The Adopta app is a web-based application that was originally built by Code for America fellows for Boston. Its first use case was for adopting fire hydrants. It then expanded to Chicago (adopt-a-sidewalk), Honolulu (adopt-a-siren), and is being deployed in other cities. At a high level, it's an inventory system for city assets that allows citizens to "adopt" the asset. It could be a park bench, sewer drain, sidewalk, hydrant, bus shelter, or other city-owned assets.

Adopt A Shelter screenshot

In Raleigh, NC, a group of volunteers from CityCamp Raleigh has deployed the Code for America Adopta app to complement the City of Raleigh's adopt a (local bus) shelter program. The adopta-a-shelter app provides an interactive interface for citizens to complement the existing program. Citizens can browse the city's inventory of bus shelters and sign up for a one-year commitment to adopt a bus shelter.

Code for America Race for Reuse 2012 campaign

A small team from CityCamp Raleigh has organized a Code for America brigade and entered the Race for Reuse. Here are a few details about the campaign and project timeline:

  • Submit URL by November 6, 2012 - done
  • Set campaign metrics by November 16, 2012 - done (see below)
  • "Engagement day" and Civic-a-thon on December 1, 2012 - done (Pictures on Facebook)
  • Campaign ends on December 8, 2012 - final days to adopt-a-shelter (CityCamp Raleigh blog post)

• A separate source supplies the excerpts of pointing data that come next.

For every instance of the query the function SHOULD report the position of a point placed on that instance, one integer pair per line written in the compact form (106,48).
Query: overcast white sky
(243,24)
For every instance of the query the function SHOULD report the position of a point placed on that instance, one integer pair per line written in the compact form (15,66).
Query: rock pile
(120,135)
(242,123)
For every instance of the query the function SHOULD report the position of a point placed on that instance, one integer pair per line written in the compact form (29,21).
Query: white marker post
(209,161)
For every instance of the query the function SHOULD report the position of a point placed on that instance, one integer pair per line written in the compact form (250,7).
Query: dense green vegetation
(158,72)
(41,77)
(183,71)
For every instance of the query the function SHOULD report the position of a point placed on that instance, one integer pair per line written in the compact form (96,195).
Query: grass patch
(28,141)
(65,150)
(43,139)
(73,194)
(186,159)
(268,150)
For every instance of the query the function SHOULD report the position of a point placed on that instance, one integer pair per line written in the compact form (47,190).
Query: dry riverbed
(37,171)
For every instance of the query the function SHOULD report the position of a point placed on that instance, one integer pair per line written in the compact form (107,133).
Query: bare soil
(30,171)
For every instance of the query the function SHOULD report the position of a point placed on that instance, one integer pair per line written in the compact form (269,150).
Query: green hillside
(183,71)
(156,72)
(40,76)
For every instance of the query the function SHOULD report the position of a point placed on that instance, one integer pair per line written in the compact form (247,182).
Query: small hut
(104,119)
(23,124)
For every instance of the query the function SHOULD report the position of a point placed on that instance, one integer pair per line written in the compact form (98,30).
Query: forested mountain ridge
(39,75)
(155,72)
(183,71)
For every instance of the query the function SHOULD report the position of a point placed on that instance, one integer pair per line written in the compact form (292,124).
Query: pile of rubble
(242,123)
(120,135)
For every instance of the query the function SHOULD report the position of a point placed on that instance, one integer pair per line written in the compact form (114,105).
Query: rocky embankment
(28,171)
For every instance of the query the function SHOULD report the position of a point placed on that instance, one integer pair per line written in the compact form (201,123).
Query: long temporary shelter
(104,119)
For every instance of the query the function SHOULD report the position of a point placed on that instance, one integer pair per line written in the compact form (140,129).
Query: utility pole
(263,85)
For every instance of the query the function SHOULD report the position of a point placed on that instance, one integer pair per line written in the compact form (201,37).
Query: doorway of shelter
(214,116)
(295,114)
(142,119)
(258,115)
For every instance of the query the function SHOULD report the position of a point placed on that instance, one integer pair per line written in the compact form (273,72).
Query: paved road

If you would like to help, see our to-to list and technical notes: adopt a bus shelter. Please contact Jason Hibbets (jhibbets at gmail.com) if you would like to be invovled with the project. We are looking for Ruby on Rails developers to volunteer some time to help with bug fixes and feature requests.

Project pages

Press about Adopt-A-Shelter

Race for Reuse campaign success metrics & milestones

Metrics

  • Drive awareness of the program by reducing staff time of 3-5 minutes per phone call explaining the program and looking up shelters available for adoption
  • Reduce time to adopt a shelter by allowing citizens to complete the adoption process online and notify city staff of new adoptions by email
  • 20 new bus shelter adoptions by December 8, 2012

Milestones

  • Press release announcing the project on November 13, 2012 - completed
  • Host an awareness civic-a-thon event on December 1, 2012
    • Ceremonial posting of Adopt-A-Shelter decal on at least one bus shelter in downtown Raleigh - completed
    • Group decoration of at least one bus shelter in downtown Raleigh (need permission from city to do this)
    • Availability to sign-up citizens who want to adopt a bus shelter - completed
    • Create at least 25 TriangleWiki page for adopted bus shelters - did not complete
    • Commit at least 10 bugs / feature enhancements to GitHub repository - did not complete
    • Document production update process - did not complete
    • Create "adopt this bus shelter posters" for at least 10 shelters - did not complete
  • Present project and campaign process to Raleigh City Council on December 4, 2012 via citizens petition - completed

More about the origins of Adopt-a-hydrant.

"Adopt-a-Hydrant is an app that maps the locations of fire hydrants so volunteers can find and dig them out during snow storms" according to the Code for America Brigade page.